The current version of python-docx does not have a search()
function or a replace()
function. These are requested fairly frequently, but an implementation for the general case is quite tricky and it hasn't risen to the top of the backlog yet.
Several folks have had success though, getting done what they need, using the facilities already present. Here's an example. It has nothing to do with sections by the way :)
for paragraph in document.paragraphs:
if 'sea' in paragraph.text:
print paragraph.text
paragraph.text = 'new text containing ocean'
To search in Tables as well, you would need to use something like:
for table in document.tables:
for row in table.rows:
for cell in row.cells:
for paragraph in cell.paragraphs:
if 'sea' in paragraph.text:
paragraph.text = paragraph.text.replace("sea", "ocean")
If you pursue this path, you'll probably discover pretty quickly what the complexities are. If you replace the entire text of a paragraph, that will remove any character-level formatting, like a word or phrase in bold or italic.
By the way, the code from @wnnmaw's answer is for the legacy version of python-docx and won't work at all with versions after 0.3.0.
I needed something to replace regular expressions in docx. I took scannys answer. To handle style I've used answer from: Python docx Replace string in paragraph while keeping style added recursive call to handle nested tables. and came up with something like this:
import re
from docx import Document
def docx_replace_regex(doc_obj, regex , replace):
for p in doc_obj.paragraphs:
if regex.search(p.text):
inline = p.runs
# Loop added to work with runs (strings with same style)
for i in range(len(inline)):
if regex.search(inline[i].text):
text = regex.sub(replace, inline[i].text)
inline[i].text = text
for table in doc_obj.tables:
for row in table.rows:
for cell in row.cells:
docx_replace_regex(cell, regex , replace)
regex1 = re.compile(r"your regex")
replace1 = r"your replace string"
filename = "test.docx"
doc = Document(filename)
docx_replace_regex(doc, regex1 , replace1)
doc.save('result1.docx')
To iterate over dictionary:
for word, replacement in dictionary.items():
word_re=re.compile(word)
docx_replace_regex(doc, word_re , replacement)
Note that this solution will replace regex only if whole regex has same style in document.

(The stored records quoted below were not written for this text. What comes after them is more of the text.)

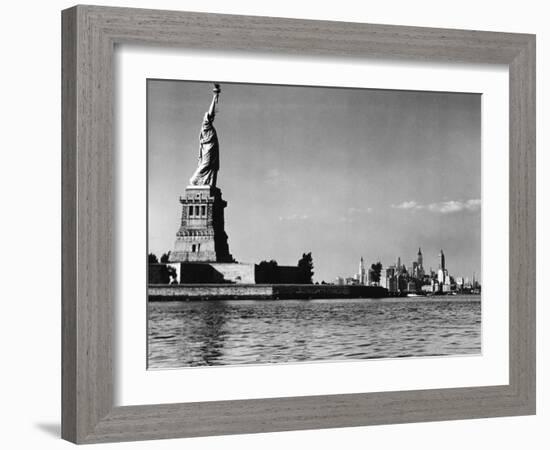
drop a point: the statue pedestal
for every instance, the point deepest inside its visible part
(201, 236)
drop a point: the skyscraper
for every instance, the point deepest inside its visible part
(441, 260)
(361, 273)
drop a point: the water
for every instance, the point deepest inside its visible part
(183, 334)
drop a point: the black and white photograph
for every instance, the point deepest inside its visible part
(295, 224)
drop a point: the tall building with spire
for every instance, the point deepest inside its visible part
(361, 274)
(441, 260)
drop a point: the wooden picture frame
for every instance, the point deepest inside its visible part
(89, 37)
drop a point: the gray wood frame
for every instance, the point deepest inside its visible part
(89, 36)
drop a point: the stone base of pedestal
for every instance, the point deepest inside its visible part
(235, 273)
(201, 236)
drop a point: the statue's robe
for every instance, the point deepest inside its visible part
(209, 155)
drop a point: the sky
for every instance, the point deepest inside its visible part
(341, 173)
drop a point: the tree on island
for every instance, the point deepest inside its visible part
(268, 272)
(305, 264)
(376, 271)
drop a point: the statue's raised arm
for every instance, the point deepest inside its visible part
(209, 158)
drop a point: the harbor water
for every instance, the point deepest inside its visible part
(185, 334)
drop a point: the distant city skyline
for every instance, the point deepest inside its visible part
(341, 173)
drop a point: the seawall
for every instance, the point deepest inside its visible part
(202, 292)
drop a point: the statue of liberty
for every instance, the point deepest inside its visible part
(209, 148)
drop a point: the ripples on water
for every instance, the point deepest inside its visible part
(183, 334)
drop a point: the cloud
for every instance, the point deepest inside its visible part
(407, 205)
(293, 218)
(353, 211)
(446, 207)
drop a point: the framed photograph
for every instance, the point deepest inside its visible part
(256, 209)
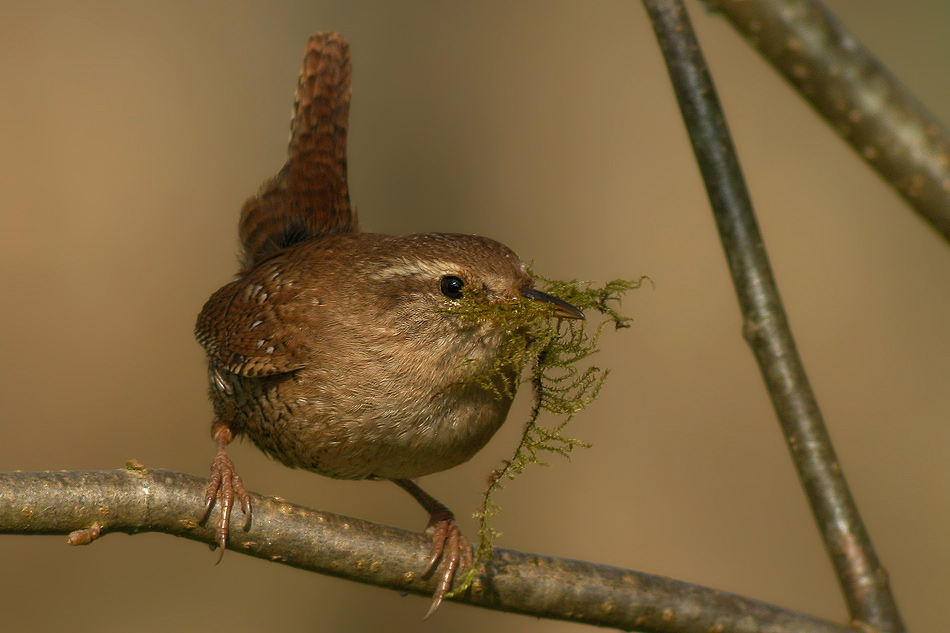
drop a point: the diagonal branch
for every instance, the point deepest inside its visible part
(766, 329)
(884, 123)
(138, 500)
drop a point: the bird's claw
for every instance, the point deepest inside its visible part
(450, 545)
(225, 485)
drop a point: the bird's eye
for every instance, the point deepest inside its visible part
(451, 287)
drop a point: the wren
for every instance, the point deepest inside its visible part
(332, 349)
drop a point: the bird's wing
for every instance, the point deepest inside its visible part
(254, 325)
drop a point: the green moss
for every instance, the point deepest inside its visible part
(555, 350)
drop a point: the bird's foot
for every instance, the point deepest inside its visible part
(227, 486)
(449, 545)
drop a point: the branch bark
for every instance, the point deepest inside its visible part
(882, 121)
(765, 326)
(134, 500)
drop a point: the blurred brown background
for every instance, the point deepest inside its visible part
(132, 133)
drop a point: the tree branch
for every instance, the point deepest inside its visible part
(884, 123)
(138, 500)
(765, 325)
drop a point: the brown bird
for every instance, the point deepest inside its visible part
(332, 350)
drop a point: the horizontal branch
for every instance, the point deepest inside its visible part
(138, 500)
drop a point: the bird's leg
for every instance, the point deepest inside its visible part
(226, 485)
(448, 542)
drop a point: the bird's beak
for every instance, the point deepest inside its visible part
(562, 309)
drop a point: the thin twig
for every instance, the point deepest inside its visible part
(884, 123)
(766, 328)
(92, 504)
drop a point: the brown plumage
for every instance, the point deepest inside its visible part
(332, 349)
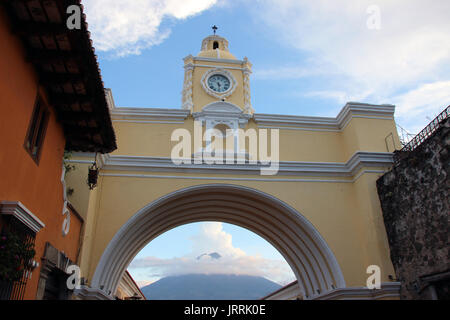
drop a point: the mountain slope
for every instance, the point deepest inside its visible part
(209, 287)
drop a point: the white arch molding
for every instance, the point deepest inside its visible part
(304, 249)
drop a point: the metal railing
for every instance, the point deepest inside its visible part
(427, 131)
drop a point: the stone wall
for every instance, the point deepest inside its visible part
(414, 197)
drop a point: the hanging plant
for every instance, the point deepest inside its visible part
(15, 256)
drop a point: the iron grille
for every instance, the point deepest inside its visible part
(428, 131)
(15, 290)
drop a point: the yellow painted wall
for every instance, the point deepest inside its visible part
(346, 212)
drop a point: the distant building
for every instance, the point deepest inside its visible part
(319, 208)
(51, 100)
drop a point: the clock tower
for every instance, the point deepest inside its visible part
(216, 80)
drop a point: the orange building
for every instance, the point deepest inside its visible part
(51, 100)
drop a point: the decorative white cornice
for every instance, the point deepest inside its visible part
(219, 60)
(87, 293)
(350, 110)
(221, 111)
(21, 213)
(287, 168)
(150, 115)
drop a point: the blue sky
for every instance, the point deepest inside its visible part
(309, 58)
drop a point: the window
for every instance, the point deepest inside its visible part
(36, 130)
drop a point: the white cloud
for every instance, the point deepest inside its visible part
(212, 238)
(411, 48)
(127, 27)
(419, 106)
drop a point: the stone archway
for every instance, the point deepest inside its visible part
(310, 258)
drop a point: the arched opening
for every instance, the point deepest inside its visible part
(209, 261)
(301, 245)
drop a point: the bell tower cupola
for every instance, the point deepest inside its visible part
(215, 78)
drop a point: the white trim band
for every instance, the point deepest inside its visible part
(21, 213)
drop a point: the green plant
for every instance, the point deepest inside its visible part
(15, 256)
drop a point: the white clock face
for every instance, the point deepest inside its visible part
(218, 83)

Also if text is edited after saving same style text might be in separate runs. For example if you open document that has "testabcd" string and you change it to "test1abcd" and save, even dough its the same style there are 3 separate runs "test", "1", and "abcd", in this case replacement of test1 won't work.
This is for tracking changes in the document. To marge it to one run, in Word you need to go to "Options", "Trust Center" and in "Privacy Options" unthick "Store random numbers to improve combine accuracy" and save the document.